Joel Meyerowitz Reflects on the Magic of Provincetown
The artist looks back on a town that has long captivated his imagination, through every flowering of identity and sexual politics.
Joel Meyerowitz, Provincetown, Massachusetts, 1977
Provincetown. Land’s End. Beyond it, the wide Atlantic. People have been coming here to get away from it all since the Pilgrims came ashore in 1620. The Pilgrims stayed for five hard winter weeks at the end of the sandbar in the Atlantic known as Cape Cod before sailing across the bay to what is now Plymouth.
But for the rest of us who find our way here—travelers, artists, writers, playwrights, actors, poets, straight, gay, lesbian, gender-nonconforming, black, white, foreign, anyone who wants to move from the urban pressures to the spacious and spiritual beauty of the Outer Cape—Provincetown is where your identity and sense of “home” come to ground.
There is something about communities coming together at “land’s end” that creates compassionate understanding; tolerance and acceptance become the foundation of the community.
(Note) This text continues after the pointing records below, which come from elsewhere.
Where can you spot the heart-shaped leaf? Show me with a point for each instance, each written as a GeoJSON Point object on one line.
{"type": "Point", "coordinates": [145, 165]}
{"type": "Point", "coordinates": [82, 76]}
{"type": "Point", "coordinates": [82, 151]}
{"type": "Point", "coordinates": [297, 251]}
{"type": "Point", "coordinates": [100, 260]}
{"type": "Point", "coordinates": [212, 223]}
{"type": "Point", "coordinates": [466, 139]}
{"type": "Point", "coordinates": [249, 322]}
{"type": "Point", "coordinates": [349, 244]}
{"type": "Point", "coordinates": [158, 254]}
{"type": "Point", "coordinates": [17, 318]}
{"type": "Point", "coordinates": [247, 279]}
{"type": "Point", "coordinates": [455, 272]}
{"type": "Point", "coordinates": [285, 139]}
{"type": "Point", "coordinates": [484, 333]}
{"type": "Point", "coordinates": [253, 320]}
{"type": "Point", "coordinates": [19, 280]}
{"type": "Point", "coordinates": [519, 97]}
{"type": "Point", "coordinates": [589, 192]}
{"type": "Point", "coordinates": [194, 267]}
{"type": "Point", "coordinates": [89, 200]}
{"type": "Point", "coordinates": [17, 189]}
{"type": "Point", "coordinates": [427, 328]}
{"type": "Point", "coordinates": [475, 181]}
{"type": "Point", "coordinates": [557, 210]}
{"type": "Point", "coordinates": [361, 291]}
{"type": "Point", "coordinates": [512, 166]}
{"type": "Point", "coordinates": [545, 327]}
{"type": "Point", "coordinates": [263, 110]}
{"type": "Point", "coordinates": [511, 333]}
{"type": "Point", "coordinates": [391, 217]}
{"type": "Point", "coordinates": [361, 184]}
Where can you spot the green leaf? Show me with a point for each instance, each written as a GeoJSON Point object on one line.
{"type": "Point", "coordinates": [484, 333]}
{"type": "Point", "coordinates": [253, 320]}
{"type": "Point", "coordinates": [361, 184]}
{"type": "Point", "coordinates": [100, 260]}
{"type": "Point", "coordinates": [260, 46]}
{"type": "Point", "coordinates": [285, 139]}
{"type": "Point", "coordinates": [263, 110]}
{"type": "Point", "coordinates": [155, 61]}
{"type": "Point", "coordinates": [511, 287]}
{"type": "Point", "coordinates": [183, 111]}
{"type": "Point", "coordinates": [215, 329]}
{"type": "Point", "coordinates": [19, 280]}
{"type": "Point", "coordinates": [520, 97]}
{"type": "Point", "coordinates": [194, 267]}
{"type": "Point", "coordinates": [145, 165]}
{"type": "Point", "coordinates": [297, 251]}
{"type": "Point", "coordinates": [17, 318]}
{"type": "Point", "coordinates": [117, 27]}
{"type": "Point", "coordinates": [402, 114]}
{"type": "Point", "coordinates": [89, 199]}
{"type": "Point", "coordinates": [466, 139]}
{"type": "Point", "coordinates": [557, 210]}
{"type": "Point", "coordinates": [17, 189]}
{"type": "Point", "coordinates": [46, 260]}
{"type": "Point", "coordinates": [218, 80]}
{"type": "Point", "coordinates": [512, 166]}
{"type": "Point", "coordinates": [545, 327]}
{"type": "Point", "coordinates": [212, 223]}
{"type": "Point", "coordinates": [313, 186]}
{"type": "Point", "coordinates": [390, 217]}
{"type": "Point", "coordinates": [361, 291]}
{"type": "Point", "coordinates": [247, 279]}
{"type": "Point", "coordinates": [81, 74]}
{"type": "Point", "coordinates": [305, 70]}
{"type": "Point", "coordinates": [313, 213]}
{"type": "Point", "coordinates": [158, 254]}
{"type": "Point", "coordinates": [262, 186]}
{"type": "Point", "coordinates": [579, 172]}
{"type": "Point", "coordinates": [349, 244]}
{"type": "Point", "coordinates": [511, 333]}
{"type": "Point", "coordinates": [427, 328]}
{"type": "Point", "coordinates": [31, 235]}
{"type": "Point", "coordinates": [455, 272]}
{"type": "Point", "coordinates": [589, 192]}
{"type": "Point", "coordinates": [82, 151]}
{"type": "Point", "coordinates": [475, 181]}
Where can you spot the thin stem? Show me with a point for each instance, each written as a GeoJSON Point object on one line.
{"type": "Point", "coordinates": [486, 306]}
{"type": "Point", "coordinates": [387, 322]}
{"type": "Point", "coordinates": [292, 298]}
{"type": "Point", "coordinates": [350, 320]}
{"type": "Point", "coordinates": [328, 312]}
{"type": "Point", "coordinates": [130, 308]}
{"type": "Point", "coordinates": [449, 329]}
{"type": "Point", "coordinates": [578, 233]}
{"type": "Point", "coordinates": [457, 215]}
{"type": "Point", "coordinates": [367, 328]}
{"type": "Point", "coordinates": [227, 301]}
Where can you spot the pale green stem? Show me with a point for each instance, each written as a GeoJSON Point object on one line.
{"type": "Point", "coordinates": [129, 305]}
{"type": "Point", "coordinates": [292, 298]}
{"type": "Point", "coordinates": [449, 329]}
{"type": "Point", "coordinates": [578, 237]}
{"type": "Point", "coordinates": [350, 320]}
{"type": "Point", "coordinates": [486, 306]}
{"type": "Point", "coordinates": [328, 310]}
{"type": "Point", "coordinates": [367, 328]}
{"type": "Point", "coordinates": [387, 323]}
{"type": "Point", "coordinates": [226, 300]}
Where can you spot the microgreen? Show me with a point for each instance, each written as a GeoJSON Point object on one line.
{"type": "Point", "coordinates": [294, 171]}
P’town, as the locals call it, has been welcoming these various seekers since the nineteenth century, or even earlier. Portuguese fishermen from the Azores, picked up as crew members by Yankee whalers, settled and built a fishing community in Provincetown early on, and later, at the end of the nineteenth century, artists from New York and Boston found low-rent fishing shacks to paint in during the summers. Then, around 1910, came poets and writers and playwrights. Eugene O’Neill’s early plays were put on in the local theater. The word got out that there was a place of great natural beauty with endless sandy beaches, dunes, forests, and hidden ponds in the woods that were left over from glacial deposits of the last Ice Age, with water so pure you could drink it while swimming. A place where you could walk through the dappled light of the woods and up and over a sand dune to dive naked into the briny waters of the Atlantic.
Apart from nature, there was in P’town an animated and joyous street life, a little like Eighth Street in Greenwich Village, which brought a spicy urban flavor to this natural paradise. There were great dance clubs and bars, good music, lots of art galleries and parties, readings, and openings, all on a scale that perfectly fit the landscape that surrounded it. During my time there in the 1970s and ’80s I knew, or often saw in town, Norman Mailer, Robert Motherwell, Mary Oliver, Myron Stout, Michael Cunningham, Stanley Kunitz, Jack Pierson, John Waters, Annie Dillard, and many others. Before them there were Marsden Hartley, Hans Hofmann, Milton Avery, even Andy Warhol, and many more young artists who got the call.
What always surprised and pleased me was how kind the townspeople and shop owners were, considering the flood of day-trippers, as well as the seasonal influx of the creative crowd and summer visitors. That generosity extended to the daily circus of sexual expression that played out in the streets and hotels, the guest houses and summer rentals, in a town that, after the summer’s end, returned to the three thousand or so permanent residents who remained there through the dead of winter.”
The town lived through the AIDS crisis of the 1980s and stood strong through every flowering of identity and sexual politics of the last thirty-five years. And it did so with grace and humanity. What in many places would be judged as “other” was the norm in P’town. My kids grew up there in the summers and saw its diversity for themselves; they learned about acceptance and tolerance firsthand and have carried these lessons into their lives.
I went there originally to explore how the Cape’s light seemed to illuminate nature from within. What I discovered was the manner in which the light penetrated and exposed people’s mystery, revealing their true identities in such a way that everyone became beautiful.
This text originally was published in Provincetown (Aperture, 2019) as the artist’s introduction.